Why do we blend flavours? What is it about putting different tasting things together that has enthralled our taste buds for thousands of years?

In The Art and Science of Blending, Philosopher Barry Smith samples the finest blended whiskies, teas, perfumes and champagnes so you don’t have to. He asks why most flavours we now consume are blends, how these are made and what it is about our physiology that makes blends so appealing. Here are his most compelling findings…

Whisky

Why are blended whiskies so successful?

Barry Smith explores Scotch whisky blends

Scotch whisky was originally blended to appeal to more sensitive English pallets. By doing this, blended whiskies massively expanded the whisky market in the early 19th Century. In fact, whisky historian Nick Morgan argues that single malts only exist today because of their use by large blending houses.

Scotch whisky was originally blended to appeal to more sensitive English pallets.

For blended whiskies, a dependable, consistent flavour is essential for business. You’d think that blends like Johnnie Walker would use a set recipe, but you’d be wrong. Any one batch of Johnnie Walker is made using whisky from about 30 different distilleries, and its composition constantly changes. This is so that, no matter what the supply levels are from each distillery, a blend can always be made that keeps your dram tasting the same, bottle after bottle.

Tea

Just like with whisky, mass-produced teas are generally blended from many different sources in order to keep your favourite tea tasting consistent in massive quantities. This is all masterminded by expert tasters, who safeguard the flavour of their company’s cuppa, tasting millions of brews in their working lives.

Even if you drink your tea from a single plantation, chances are their tea will be made from blends of different years.

Even if you’re a purist and prefer to drink your tea from a single plantation, chances are their tea will be made from blends of different years.
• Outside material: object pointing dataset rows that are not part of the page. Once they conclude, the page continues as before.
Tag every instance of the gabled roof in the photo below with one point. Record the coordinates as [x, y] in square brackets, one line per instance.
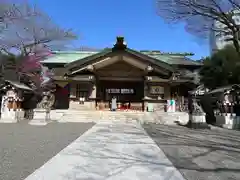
[108, 51]
[70, 58]
[65, 57]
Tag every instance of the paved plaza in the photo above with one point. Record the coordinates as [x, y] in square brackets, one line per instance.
[24, 148]
[200, 154]
[117, 150]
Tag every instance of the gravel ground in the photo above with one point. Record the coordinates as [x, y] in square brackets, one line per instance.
[25, 148]
[200, 154]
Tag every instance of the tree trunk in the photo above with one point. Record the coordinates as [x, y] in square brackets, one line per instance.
[236, 44]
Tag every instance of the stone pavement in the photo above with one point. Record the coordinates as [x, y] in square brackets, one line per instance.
[113, 150]
[199, 154]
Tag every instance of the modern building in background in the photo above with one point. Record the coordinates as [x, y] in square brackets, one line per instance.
[220, 40]
[135, 78]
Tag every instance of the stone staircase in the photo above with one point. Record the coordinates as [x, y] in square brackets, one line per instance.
[142, 117]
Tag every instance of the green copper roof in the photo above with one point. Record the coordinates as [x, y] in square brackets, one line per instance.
[66, 57]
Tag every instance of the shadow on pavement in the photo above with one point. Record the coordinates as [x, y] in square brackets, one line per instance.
[199, 154]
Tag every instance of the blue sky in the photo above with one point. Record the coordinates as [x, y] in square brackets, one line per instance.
[98, 22]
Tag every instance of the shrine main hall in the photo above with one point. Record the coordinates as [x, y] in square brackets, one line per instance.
[135, 78]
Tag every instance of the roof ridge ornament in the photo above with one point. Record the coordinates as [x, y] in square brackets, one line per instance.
[120, 43]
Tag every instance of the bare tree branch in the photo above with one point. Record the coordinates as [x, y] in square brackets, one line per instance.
[28, 35]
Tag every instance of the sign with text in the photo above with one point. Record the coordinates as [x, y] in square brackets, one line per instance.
[156, 90]
[120, 91]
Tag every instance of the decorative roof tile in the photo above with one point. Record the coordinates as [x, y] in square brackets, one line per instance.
[66, 57]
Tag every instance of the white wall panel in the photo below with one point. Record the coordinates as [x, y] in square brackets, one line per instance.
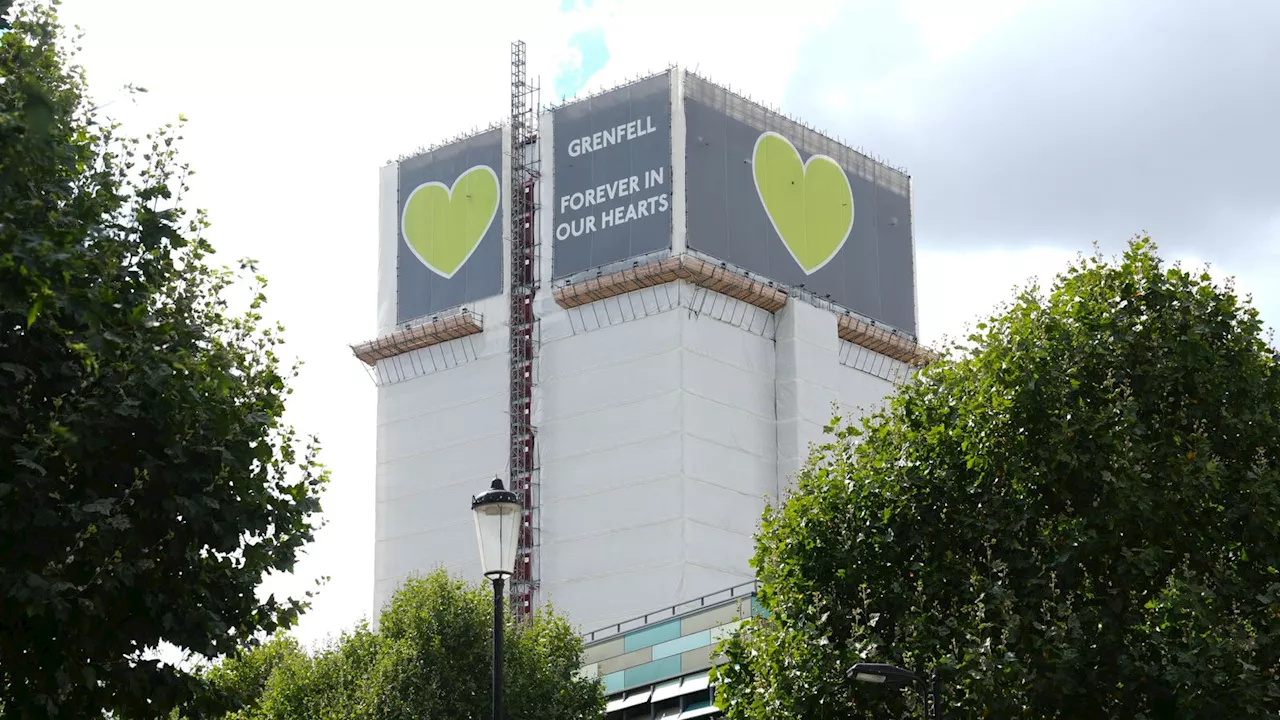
[803, 399]
[442, 391]
[730, 345]
[608, 511]
[718, 548]
[451, 546]
[743, 472]
[604, 386]
[620, 466]
[862, 390]
[721, 382]
[730, 427]
[594, 602]
[478, 461]
[645, 546]
[443, 505]
[576, 354]
[609, 428]
[722, 507]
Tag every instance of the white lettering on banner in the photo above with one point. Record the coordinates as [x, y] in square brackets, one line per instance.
[617, 201]
[600, 140]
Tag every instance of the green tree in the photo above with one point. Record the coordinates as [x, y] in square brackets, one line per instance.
[147, 483]
[1073, 515]
[430, 657]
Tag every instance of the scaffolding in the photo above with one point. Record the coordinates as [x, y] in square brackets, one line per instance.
[524, 324]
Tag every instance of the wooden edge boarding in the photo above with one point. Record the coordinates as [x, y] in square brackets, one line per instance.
[755, 292]
[684, 268]
[883, 341]
[421, 336]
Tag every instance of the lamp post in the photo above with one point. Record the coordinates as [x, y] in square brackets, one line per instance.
[892, 675]
[497, 515]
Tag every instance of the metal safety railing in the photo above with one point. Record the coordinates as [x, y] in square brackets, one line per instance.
[680, 609]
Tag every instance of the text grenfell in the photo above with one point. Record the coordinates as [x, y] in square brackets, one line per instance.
[600, 140]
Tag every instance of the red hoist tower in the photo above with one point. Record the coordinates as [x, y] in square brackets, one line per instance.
[524, 326]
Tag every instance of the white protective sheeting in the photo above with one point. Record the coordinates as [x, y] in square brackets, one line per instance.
[807, 365]
[600, 601]
[440, 438]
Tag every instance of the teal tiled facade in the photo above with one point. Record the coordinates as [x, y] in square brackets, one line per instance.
[666, 650]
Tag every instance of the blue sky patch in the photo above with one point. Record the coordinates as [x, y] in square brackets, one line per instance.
[595, 54]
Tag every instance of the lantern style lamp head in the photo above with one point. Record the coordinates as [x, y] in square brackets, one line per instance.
[497, 514]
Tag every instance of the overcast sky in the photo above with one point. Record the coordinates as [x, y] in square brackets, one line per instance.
[1032, 130]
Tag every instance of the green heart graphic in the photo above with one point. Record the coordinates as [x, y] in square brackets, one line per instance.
[810, 205]
[443, 226]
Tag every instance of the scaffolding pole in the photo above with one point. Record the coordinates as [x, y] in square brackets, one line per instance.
[524, 324]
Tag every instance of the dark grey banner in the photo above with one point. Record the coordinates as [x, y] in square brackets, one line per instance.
[612, 177]
[798, 208]
[449, 249]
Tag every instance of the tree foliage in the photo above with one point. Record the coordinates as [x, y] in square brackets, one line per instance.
[147, 481]
[1075, 514]
[429, 659]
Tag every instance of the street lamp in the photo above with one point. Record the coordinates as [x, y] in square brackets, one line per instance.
[497, 515]
[894, 675]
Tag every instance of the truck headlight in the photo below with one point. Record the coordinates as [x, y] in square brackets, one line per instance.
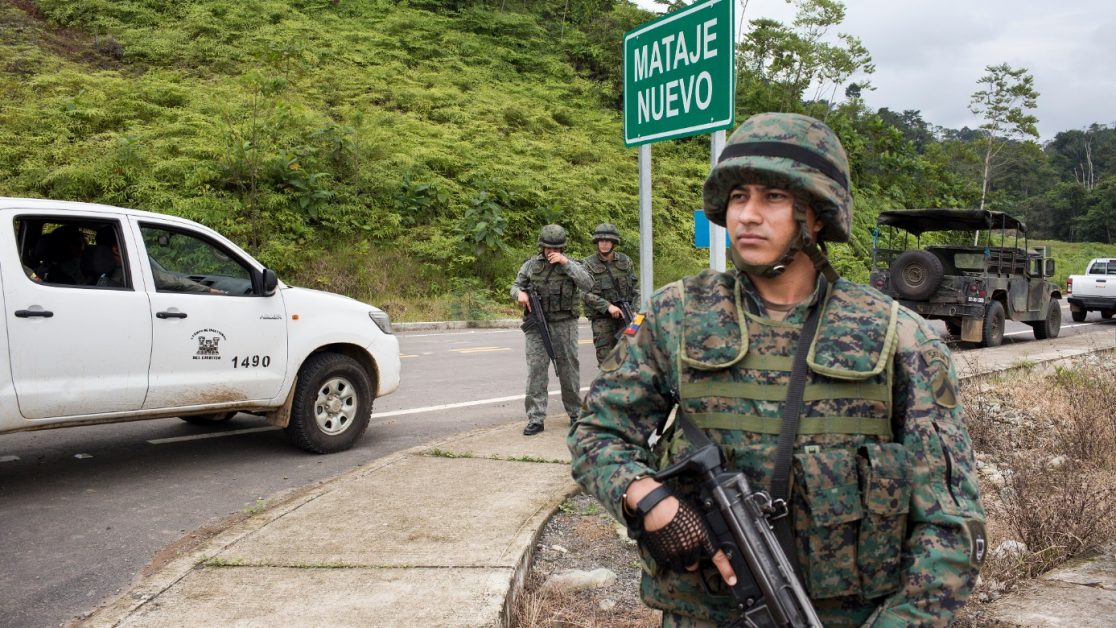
[382, 320]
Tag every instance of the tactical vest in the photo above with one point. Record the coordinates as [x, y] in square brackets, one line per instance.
[849, 480]
[556, 289]
[612, 281]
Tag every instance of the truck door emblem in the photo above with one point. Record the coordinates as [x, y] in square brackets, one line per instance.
[209, 341]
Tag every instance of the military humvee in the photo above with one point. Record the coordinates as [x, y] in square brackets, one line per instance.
[972, 288]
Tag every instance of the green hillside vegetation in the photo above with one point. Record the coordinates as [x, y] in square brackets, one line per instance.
[407, 153]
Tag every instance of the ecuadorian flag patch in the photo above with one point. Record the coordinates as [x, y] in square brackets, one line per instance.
[634, 326]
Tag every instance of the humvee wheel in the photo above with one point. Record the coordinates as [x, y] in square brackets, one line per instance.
[992, 335]
[1051, 325]
[916, 274]
[953, 328]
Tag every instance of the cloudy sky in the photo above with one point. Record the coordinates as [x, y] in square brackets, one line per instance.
[930, 55]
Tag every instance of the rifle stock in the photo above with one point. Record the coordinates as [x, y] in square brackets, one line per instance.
[537, 319]
[627, 314]
[767, 590]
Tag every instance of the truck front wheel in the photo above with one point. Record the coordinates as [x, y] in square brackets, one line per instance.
[332, 404]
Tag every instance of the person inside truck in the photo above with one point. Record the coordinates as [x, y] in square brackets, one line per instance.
[164, 281]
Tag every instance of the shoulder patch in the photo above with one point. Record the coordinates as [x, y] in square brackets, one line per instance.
[616, 357]
[633, 327]
[936, 360]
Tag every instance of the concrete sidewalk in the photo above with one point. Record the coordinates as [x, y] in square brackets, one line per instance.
[442, 535]
[434, 535]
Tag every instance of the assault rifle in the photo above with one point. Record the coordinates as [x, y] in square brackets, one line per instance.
[537, 319]
[767, 590]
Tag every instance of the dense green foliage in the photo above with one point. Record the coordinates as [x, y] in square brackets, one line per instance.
[407, 153]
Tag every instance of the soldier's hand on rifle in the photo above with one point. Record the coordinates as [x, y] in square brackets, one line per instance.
[557, 258]
[674, 532]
There’s no escaping the blend.

Perfume

How do you blend a great perfume?

Barry Smith investigates fragrances.

Expert perfumer Sarah McCartney trained in music but now creates fragrances by conceptualising them as musical composition. She cites balance as key in orchestral compositions and perfume making. Just as an orchestra might have many cellos but no more than one piccolo player, you have to balance smells to create a perfect olfactory symphony.

Perfumes always have an additional, unpredictable component: the human body.

Skilled perfumers can develop scents from the most bizarrely specific of prompts. For example: Sarah blends a perfume evoking an early 20th Century British railway station, incorporating scents of overbrewed tea and mopped floors.

Sarah says that, unlike other blended products, perfumes always have an additional, unpredictable component: the human body. Some people can smell chocolatey whilst others might smell more woody - individual body odour interacts uniquely with a perfume. As such, different blends suit different people.

Champagne

What's going on in your glass of bubbly?

Barry Smith investigates the art of making champagne.

Champagne is usually a blend, combining three different varieties of grapes (Pinot Noir, Pinot Meunier and Chardonnay), often from hundreds of different vineyards over many different years. It’s therefore nearly impossible to discern which vineyards had contributed to any one bottle.

Champagne is usually a blend, combining three different varieties of grapes.

Champagne blends are created just before the second fermentation process, so before the carbon dioxide is added. The bubbles add extra complication to the blend. In this and other blending processes, some flavours from the original blending parts remain while others disappear and create a whole new flavour. Oxford psychologist Charles Spence hypothesises that this reaction might stem from an evolutionary trait making certain chemical compounds stand out more than others, a sort of hazard warning for our brains. To us though, it just tastes like a nice, crisp glass of bubbly.